We’ll go deep on design choices, implementation details, JS/WGSL snippets, and how to make it work under real browser constraints.
- Why train in the browser at all?
- Privacy by default: Raw user content never leaves the device. Only DP-noised, optionally masked updates are shared.
- Personalization where it matters: Browser agents see the DOM, user browsing patterns, and tool-use contexts that cloud models don’t. Adapting to local behavior boosts success rates for navigation, extraction, and automation tasks.
- Cost and scale: Leveraging end-user compute amortizes server costs and can reduce latency for post-training inference.
- Regulatory alignment: Differential privacy with strict per-user budgets supports compliance postures for sensitive markets.
Threat model and goals
- We assume an honest-but-curious server and potentially malicious clients. We seek client-level privacy (updates alone should reveal little about any single user) and resilience to model poisoning/backdoors.
- No raw PII or text is ever sent to the server. Gradients are clipped and DP-noised locally, then passed through secure aggregation. Adapters only (no base weights) are updated.
- Architecture overview
- On-device model: Quantized base LLM (e.g., 4-bit) with LoRA adapters trained in FP16/FP32 for stability.

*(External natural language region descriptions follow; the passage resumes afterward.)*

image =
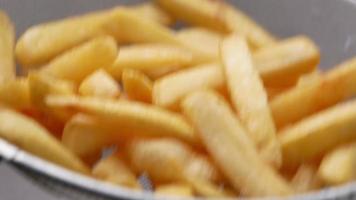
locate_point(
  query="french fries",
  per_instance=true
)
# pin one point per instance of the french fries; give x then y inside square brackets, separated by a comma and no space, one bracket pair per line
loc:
[249,97]
[137,85]
[338,166]
[175,189]
[305,179]
[99,84]
[219,16]
[202,40]
[81,61]
[173,158]
[151,11]
[153,59]
[194,110]
[332,87]
[328,129]
[15,93]
[169,90]
[7,40]
[115,171]
[282,63]
[29,135]
[129,117]
[230,147]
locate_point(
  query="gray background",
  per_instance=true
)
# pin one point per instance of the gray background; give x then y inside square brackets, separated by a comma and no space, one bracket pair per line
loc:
[331,23]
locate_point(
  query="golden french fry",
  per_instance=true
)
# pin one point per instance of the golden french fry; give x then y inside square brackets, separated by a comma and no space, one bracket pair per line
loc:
[230,147]
[43,42]
[115,171]
[338,166]
[332,87]
[305,179]
[99,84]
[170,89]
[7,40]
[129,117]
[137,85]
[162,159]
[153,59]
[151,11]
[81,61]
[282,63]
[219,16]
[202,40]
[86,136]
[15,93]
[249,97]
[307,79]
[175,189]
[31,136]
[327,129]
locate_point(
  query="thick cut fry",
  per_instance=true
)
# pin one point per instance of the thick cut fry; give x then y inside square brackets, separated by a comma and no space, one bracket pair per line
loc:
[99,84]
[115,171]
[29,135]
[219,16]
[153,59]
[202,40]
[7,40]
[86,136]
[305,179]
[15,93]
[153,12]
[249,97]
[174,159]
[339,166]
[129,117]
[174,189]
[81,61]
[137,85]
[332,87]
[284,62]
[43,42]
[327,129]
[230,147]
[169,90]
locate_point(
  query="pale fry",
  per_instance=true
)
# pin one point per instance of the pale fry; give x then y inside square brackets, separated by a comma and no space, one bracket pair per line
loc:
[249,97]
[169,90]
[43,42]
[332,87]
[153,59]
[7,40]
[339,166]
[305,179]
[85,136]
[151,11]
[202,40]
[285,61]
[327,129]
[129,117]
[230,147]
[137,85]
[99,84]
[175,189]
[81,61]
[31,136]
[15,93]
[115,171]
[219,16]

- Training triggers: Short episodes when the agent completes tasks and the user gives implicit/explicit feedback; or scheduled, opt-in background rounds.
- Compute stack: WebGPU for forward/backward and per-example gradient clipping; WASM+SIMD for accounting and serialization; WebCrypto for PRNG/secrets.
- Orchestration: A Service Worker coordinates rounds, maintains a local privacy ledger, synchronizes with all tabs via BroadcastChannel, and handles network/queueing.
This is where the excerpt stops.